Au Japon, des biologistes ont tenté de savoir comment une plante carnivore était capable de réagir aux stimulus les plus subtils. Selon les chercheurs, il est ici question d’un système électrique très sensible révélant la potentielle présence d’une intelligence végétale assez surprenante.
Une capacité de détection hors du commun
La dionée attrape-mouche (Dionaea muscipula) est une plante carnivore, peut-être la plus célèbre de toutes les espèces du genre. Son aire de répartition se limite aux États-Unis, principalement dans les états de Caroline du Nord et de Caroline du Sud. Ses feuilles disposées en rosettes d’un diamètre variant de 10 à 15 cm disposent sur leur partie supérieur du fameux « piège » caractéristique de ce genre de plantes, capable d’emprisonner des mouches, des araignées, des fourmis ou encore, des moucherons. Mais comment cette plante comprend-elle qu’une proie pose se trouve au niveau de son piège ?
Une équipe du département de biochimie et de biologie moléculaire de l’Université de Saitama (Japon) a publié une étude sur le sujet, dans la revue Nature Communications le 30 septembre 2025. Les résultats de ces travaux sont très intéressants, dans la mesure où la dionée attrape-mouche n’a ni cerveau, ni système nerveux ou ganglion. De plus, la plante est capable de distinguer précisément un insecte d’une simple goutte d’eau, ou encore une proie vivante d’une proie morte. Aussi, le piège peut rejeter une proie jugée trop volumineuse pour être assimilée.
Une sorte de signal nerveux primitif
Selon les biologistes japonais, le piège se déclenche grâce aux poils de la feuille.
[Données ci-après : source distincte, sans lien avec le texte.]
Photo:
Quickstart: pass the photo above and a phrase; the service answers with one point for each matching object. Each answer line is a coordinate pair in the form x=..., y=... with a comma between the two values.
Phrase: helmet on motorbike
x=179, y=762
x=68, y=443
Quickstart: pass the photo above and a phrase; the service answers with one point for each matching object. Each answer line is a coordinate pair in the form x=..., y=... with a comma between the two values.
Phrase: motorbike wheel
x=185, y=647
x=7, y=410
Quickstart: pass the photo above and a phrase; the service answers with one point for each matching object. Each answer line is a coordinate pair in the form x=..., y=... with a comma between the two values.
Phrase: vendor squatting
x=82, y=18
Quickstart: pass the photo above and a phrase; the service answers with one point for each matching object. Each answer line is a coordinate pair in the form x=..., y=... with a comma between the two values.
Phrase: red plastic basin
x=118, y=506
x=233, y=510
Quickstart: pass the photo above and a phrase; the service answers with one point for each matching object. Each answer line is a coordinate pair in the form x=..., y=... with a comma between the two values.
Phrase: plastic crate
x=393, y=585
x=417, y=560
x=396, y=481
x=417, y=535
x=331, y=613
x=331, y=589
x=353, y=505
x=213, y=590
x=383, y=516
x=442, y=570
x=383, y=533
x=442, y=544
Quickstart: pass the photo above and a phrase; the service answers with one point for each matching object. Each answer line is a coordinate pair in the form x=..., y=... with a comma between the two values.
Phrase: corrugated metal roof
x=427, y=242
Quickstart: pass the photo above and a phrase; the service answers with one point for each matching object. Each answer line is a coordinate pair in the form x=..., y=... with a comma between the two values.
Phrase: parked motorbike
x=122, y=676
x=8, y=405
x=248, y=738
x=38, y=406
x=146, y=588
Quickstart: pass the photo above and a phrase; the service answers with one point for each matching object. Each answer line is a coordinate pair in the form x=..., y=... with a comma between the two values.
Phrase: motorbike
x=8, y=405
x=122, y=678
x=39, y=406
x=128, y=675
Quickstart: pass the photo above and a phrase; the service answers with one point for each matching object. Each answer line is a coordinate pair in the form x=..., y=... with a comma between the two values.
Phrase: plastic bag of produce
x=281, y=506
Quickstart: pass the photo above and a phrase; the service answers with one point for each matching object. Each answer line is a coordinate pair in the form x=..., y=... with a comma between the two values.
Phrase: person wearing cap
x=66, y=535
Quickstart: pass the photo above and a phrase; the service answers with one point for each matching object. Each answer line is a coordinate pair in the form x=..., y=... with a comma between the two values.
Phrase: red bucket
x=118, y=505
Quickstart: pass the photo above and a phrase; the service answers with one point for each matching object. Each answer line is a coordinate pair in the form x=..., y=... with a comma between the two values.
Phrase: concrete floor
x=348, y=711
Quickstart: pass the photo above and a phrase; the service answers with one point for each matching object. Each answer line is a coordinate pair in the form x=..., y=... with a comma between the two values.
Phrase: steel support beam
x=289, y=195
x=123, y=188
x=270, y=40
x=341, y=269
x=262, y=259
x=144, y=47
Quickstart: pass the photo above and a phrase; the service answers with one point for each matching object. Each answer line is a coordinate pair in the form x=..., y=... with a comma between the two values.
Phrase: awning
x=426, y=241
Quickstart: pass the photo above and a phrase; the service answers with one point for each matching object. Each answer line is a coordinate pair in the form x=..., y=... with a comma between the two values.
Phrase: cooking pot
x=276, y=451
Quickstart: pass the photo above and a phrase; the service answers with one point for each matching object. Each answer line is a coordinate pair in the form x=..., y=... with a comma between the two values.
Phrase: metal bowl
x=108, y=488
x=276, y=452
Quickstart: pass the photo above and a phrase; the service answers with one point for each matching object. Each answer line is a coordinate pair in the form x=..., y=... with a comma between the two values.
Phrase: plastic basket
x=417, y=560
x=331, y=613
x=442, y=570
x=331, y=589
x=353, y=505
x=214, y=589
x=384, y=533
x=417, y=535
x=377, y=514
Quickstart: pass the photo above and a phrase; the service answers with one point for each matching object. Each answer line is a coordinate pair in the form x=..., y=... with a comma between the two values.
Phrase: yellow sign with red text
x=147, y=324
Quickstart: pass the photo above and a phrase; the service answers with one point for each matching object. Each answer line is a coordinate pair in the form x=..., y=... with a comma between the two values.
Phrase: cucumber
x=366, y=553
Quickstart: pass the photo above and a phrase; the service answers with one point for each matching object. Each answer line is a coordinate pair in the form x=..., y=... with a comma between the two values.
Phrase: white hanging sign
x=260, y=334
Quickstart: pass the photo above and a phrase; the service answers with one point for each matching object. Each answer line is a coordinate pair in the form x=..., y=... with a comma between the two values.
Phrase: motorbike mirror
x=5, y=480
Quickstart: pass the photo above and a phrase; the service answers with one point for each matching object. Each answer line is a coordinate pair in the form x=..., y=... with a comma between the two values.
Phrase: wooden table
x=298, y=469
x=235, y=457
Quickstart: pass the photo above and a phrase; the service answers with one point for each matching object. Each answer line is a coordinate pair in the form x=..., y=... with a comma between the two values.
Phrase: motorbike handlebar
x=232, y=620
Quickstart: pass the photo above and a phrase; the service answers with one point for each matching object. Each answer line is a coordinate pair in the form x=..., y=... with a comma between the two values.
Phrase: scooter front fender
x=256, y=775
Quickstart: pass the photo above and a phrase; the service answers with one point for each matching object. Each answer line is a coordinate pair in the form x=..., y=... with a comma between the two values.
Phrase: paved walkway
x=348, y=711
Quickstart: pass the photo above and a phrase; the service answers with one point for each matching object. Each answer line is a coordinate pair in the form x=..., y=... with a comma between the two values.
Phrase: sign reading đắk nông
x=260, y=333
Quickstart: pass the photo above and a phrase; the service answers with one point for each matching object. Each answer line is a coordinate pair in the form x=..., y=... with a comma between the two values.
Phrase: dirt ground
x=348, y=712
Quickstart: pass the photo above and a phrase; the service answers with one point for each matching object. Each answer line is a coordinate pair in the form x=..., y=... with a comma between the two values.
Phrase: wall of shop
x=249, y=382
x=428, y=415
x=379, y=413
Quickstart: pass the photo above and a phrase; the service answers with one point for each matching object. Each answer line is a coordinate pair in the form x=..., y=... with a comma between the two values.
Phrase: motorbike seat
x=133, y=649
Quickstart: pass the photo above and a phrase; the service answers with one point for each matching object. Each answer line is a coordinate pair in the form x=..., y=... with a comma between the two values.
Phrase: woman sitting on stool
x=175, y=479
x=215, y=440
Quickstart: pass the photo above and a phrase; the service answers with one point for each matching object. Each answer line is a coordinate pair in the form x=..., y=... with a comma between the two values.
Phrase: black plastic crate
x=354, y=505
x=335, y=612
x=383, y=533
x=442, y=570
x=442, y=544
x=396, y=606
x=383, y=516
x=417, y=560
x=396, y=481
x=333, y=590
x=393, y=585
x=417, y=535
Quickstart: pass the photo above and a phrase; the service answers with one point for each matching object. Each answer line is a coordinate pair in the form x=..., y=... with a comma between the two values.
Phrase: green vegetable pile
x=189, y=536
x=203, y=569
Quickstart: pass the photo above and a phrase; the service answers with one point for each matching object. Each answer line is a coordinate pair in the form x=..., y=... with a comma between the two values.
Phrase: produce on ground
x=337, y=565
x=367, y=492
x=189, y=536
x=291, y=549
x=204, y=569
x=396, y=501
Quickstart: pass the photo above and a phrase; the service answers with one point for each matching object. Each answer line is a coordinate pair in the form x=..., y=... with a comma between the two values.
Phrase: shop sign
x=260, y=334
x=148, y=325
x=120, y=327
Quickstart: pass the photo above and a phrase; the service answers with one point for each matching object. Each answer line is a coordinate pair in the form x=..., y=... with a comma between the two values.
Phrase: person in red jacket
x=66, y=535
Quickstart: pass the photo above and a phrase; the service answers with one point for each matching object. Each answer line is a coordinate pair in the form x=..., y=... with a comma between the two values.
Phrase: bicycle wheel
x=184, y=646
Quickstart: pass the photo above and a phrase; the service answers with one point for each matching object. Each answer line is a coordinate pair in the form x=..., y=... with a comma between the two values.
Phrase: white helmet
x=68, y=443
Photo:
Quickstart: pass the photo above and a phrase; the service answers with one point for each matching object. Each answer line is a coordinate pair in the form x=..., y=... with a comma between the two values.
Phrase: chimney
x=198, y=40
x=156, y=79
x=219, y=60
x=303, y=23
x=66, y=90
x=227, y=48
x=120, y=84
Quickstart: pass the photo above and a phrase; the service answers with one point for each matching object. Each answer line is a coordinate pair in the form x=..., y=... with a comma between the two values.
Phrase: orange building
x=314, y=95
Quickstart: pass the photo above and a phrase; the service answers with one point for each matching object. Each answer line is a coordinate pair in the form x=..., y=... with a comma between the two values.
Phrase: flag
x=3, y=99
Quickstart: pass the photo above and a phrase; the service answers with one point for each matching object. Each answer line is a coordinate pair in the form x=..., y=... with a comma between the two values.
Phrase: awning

Toucher ces poils deux fois de suite en moins d’une vingtaine de seconde active ce même piège, néanmoins sous réserve de pressions assez fortes. En effet, des pressions trop faibles ne pourront pas permettre le déclenchement.
Dans les faits, se produit une charge électrique via le DmMSL10, un gène mécano-capteur se concentrant à la base des poils. Un contact trop léger génère donc une charge très faible, ignorée puisque restant confinée dans la cellule végétale. Cependant, un contact suffisamment fort génère une charge importante, à l’origine d’un effet cascade déclenchant le piège et signant le début du repas. Pour les auteurs de l’étude, la charge électrique dont il est ici question peut s’apparenter à un signal nerveux primitif.
« Nous avons développé un système d’enregistrement simultané à l’échelle de la cellule unique pour les signaux calciques et électriques, ainsi qu’un micro-écosystème pour détecter les interactions plantes-insectes. Une combinaison de techniques innovantes nous a permis de visualiser le moment où les stimuli physiques externes sont convertis en propagation de signaux biologiques intracellulaires ; cela a facilité la découverte d’un système de réponse en deux étapes pour les stimuli mécaniques dans les poils sensoriels : la mécano-détection et le déclenchement du signal. », peut-on lire dans l’étude.

Pourquoi ces travaux sont-ils pertinents ?
Pour les chercheurs, les résultats de l’étude peuvent ouvrir la voie vers une nouvelle façon d’appréhender les échanges entre les plantes et leur environnement. Les auteurs ont mentionné une possible « intelligence sensorielle végétale » capable de répondre à des stimulus et ce, sans cerveau ni système nerveux. Dans un futur plus ou moins proche, des recherches plus poussées utilisant le système d’enregistrement simultané des chercheurs nippons pourraient éclairer sur la manière avec laquelle ces plantes ont développé des systèmes de détection tactile en ayant recours au gène DmMSL10, dont les animaux sont dépourvus.
A terme, ces recherches devraient être à la base de projets dans divers domaines, notamment le biomimétisme et la robotique souple. Il se pourrait également que certaines innovations puissent concerner l’agriculture, un secteur dans lequel, comprendre le langage électrochimique des plantes peut en théorie permettre de mieux appréhender et améliorer la détection du stress, la lutte contre les parasites ou encore, la résilience face à l’actuel réchauffement climatique.